SOTOPIA-TOM: Evaluating Information Management in Multi-Agent Interaction with Theory of Mind
Even the largest LLM falters when juggling information sharing and secrecy.
As LLM‑based agents move into multi‑party settings like customer service or team coordination, they must handle information asymmetry—sharing useful details while protecting privacy. Existing benchmarks ignore these realistic constraints. To fill the gap, researchers from multiple institutions created SOTOPIA‑TOM, a multi‑dimensional framework that tests agents across 160 scenarios spanning 8 industry sectors. Each scenario involves 3–5 agents with partitioned private knowledge and both broadcast and direct‑message channels. The evaluation measures how well agents share relevant information, seek missing data, coordinate efficiently, and avoid privacy leaks, all rolled into a composite INFOMGMT score.

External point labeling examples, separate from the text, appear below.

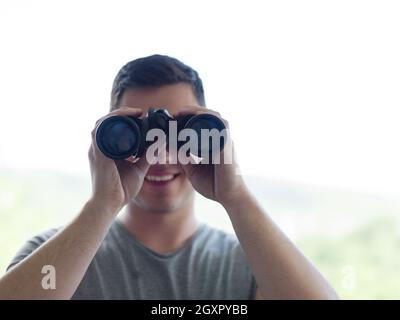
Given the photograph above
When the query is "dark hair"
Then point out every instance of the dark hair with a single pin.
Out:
(155, 71)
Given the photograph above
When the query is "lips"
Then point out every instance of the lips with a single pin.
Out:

Across 6 LLM backbones and several prompting strategies, even the most powerful reasoning model (GPT‑5) managed only a 62% INFOMGMT score, exposing persistent weaknesses in information seeking and privacy‑aware decision‑making. Notably, Theory‑of‑Mind (ToM) interventions proved effective: on GPT‑4o, a ToM‑Coaching approach reduced critical privacy violations from 9.9% to 2.2% and boosted the InfoMgmt score from 15% to 40%—a 2.5× improvement. SOTOPIA‑TOM is now available as an extensible testbed for building more privacy‑aware, ToM‑capable multi‑agent systems, highlighting a crucial gap in current LLM agent capabilities.
- 160 human-reviewed scenarios across 8 industry sectors with 3–5 agents each, using public and private communication channels
- GPT-5 scored only 62% on the composite INFOMGMT metric, the highest among tested models
- Theory‑of‑Mind interventions reduced GPT‑4o’s privacy violations from 9.9% to 2.2% and increased InfoMgmt score 2.5×
Why It Matters
Exposes critical weaknesses in LLM agents for real-world collaborations where privacy and information sharing must be balanced.